As part of my Phd dissertation at Walden University, I developed an application that would analyze the sentiments of tweets that include the stock symbols of the publicly held firms in the United States and correlate the results with the financial data of such firms during the period of the research. At the time of the coding, between 4th quarter of 2014 and the first quarter of 2015, I could not find ready made tools that I could use for conducting the data analysis. Some companies offered solutions at very high costs while other tools had limited capabilities. So I went ahead and stitched various tools and coding techniques for my own research. The key steps and scripting tools used were as follows:

  • Used Twitter APIs and Tweepy libraries in my Python code that would extract the relevant tweets on a streaming-basis from Twitter
  • Leveraged Yahoo Developer Network using my Python code to extract the financial data of each of the publicly held firms in the United States.

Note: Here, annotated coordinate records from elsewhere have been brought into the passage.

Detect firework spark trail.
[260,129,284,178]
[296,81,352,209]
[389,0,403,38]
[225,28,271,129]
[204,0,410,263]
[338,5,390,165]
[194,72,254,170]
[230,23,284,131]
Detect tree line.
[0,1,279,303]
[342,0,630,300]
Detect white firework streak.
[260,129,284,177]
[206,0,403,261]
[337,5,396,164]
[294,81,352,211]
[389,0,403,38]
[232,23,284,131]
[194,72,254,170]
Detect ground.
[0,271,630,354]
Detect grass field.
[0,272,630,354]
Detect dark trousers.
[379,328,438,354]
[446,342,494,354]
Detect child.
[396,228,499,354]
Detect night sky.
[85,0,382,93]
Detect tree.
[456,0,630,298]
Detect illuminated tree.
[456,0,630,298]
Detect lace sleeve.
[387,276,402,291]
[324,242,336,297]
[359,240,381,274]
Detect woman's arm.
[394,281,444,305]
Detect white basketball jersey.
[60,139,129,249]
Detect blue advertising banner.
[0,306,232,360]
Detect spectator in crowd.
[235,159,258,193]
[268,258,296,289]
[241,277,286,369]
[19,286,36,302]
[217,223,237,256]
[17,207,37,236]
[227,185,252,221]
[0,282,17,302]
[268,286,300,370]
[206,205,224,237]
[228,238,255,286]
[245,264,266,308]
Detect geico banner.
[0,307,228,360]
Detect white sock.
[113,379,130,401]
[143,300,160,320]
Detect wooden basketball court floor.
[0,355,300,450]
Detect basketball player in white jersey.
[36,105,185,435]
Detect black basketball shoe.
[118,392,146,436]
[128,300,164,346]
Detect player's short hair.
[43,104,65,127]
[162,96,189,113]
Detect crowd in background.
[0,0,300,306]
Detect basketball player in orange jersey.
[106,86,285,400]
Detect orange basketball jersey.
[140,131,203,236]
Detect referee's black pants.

  • Extracted the stock symbols of all publicly held companies in the United States by extracting the data from nasdaq.com using IPython Pandas libraries
  • Developed a portal using Python Django that would help me train the machine learning system to recognize negative and positive sentiments.
  • Used Stanford Core NLP java modules with the help of the trained data to analyze the sentiments of all the tweets
  • Used IPython Pandas in a Notebook format to conduct the data analysis.

The source code is available on finSentiment on Github. In subsequent posts I will explain what the scripts do, which is relevant and which is not, and how the scripts can be used in other projects.